# Morocco or maybe not!!!



## alshymer (Nov 4, 2007)

Hi
I would very much like to take the van over to Morocco. As we live in France insurance is not an issue, but the other half is!!!
She is really scared about going, indeed I think she would refuse and fly home!!!
Should she be worried, how safe is it really, being a Moslem country?
Does one need to travel very far once there to get the feel of the place?
Any info welcome.
Regards and thanks
Alshymer


----------



## tonka (Apr 24, 2006)

I have not been BUT we leave UK on 9th January.
Crossing from Algeciras on 16th... Along with several other first timers who are meeting there to go..
May be to early for you but if you want info PM me.

Otherwise there is lots of info on the the forum and the web.


----------



## christine1310 (Apr 10, 2008)

We spent two months there early this year and there is nothing to be scared about. Get the Morocco Campsite book from Vicarious books. I would advise you keep to the coastal sites first and then when you are more confident, you can go inland. Don't expect European standards on campsites, however, you will find very nice friendly people who speak French and some English.

Diesel is cheap - food is reasonably priced - campsites are cheap. 

We loved it and wouldn't hesitate to go back.

Christine

PS - you can see photos etc on my website below


----------



## tomar (Dec 7, 2008)

*Morocco visit*

Hi,
did a tour with Desert Detours Oct/Nov this year and what a wonderful experience, the people couldn't be more friendly and accommodating and some wonderful scenery. My wife was with me and never felt threatened and indeed on several occasions we were invited into peoples homes to share tea with them.
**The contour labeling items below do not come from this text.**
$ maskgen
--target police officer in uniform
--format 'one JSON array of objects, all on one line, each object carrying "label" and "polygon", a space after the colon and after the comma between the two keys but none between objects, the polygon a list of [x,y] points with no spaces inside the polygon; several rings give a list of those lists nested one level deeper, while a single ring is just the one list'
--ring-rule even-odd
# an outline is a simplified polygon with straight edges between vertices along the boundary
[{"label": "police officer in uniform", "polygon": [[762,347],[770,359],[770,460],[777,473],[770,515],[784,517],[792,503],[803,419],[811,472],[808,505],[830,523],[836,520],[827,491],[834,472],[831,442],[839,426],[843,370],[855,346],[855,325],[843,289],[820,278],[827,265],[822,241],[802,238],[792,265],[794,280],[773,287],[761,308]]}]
They are a relaxed Muslim country and welcome tourists as it is a large part of many peoples income.
The cities as you would expect are teeming with people trying to sell you something but don't be put off as they do eventually leave you alone. Try visiting some of the more rural areas which can be quite remote but are worth a visit and most areas have campsites with basic facilities.
Would certainly return to tour some of the areas we missed.

Tony


----------



## Scattycat (Mar 29, 2011)

Any idea of the cost of the ferry crossing to Morroco?


----------



## christine1310 (Apr 10, 2008)

We sailed from Tarifa to Tangier city port and I can't remember the exact cost but it was about €240 for a return ticket. We just turned up at the port and paid at the ferry operators kiosk for the next ferry. We did the same on the return trip, just turning up at Tangier and got on the next ferry.

I think you can buy cheaper tickets in Algeciras and going to Tangier Port Med might be easier as it's closer to the motorway.

Christine


----------



## tonka (Apr 24, 2006)

Scattycat said:


> Any idea of the cost of the ferry crossing to Morroco?


I have been advised ( recent quote less than a few weeks).
Approx €200 for an open return ticket, van and 2 people.
This is Algeciras to Tangier med (new port) 2 hour crossing.
There is a Lidl near the large Carrefour and the travel agent guy (Carlos) who most motorhomes seem to use and recommend, now has an office attached to the side of the supermarket. You just go there with Euro's in cash and get your ticket along with required immigration and vehicle import forms.

Had a Skype chat with someone over there 2 days ago. Tangiers Med takes you straight onto a motorway, so no town hassle to negotiate.
Run down to the coast and for first night stops at places like Asilah and Larache about 90 mins.. Cash exchange places as you leave the port and fuel stop along the motorway...

It's all sounding good.... Cant wait...


----------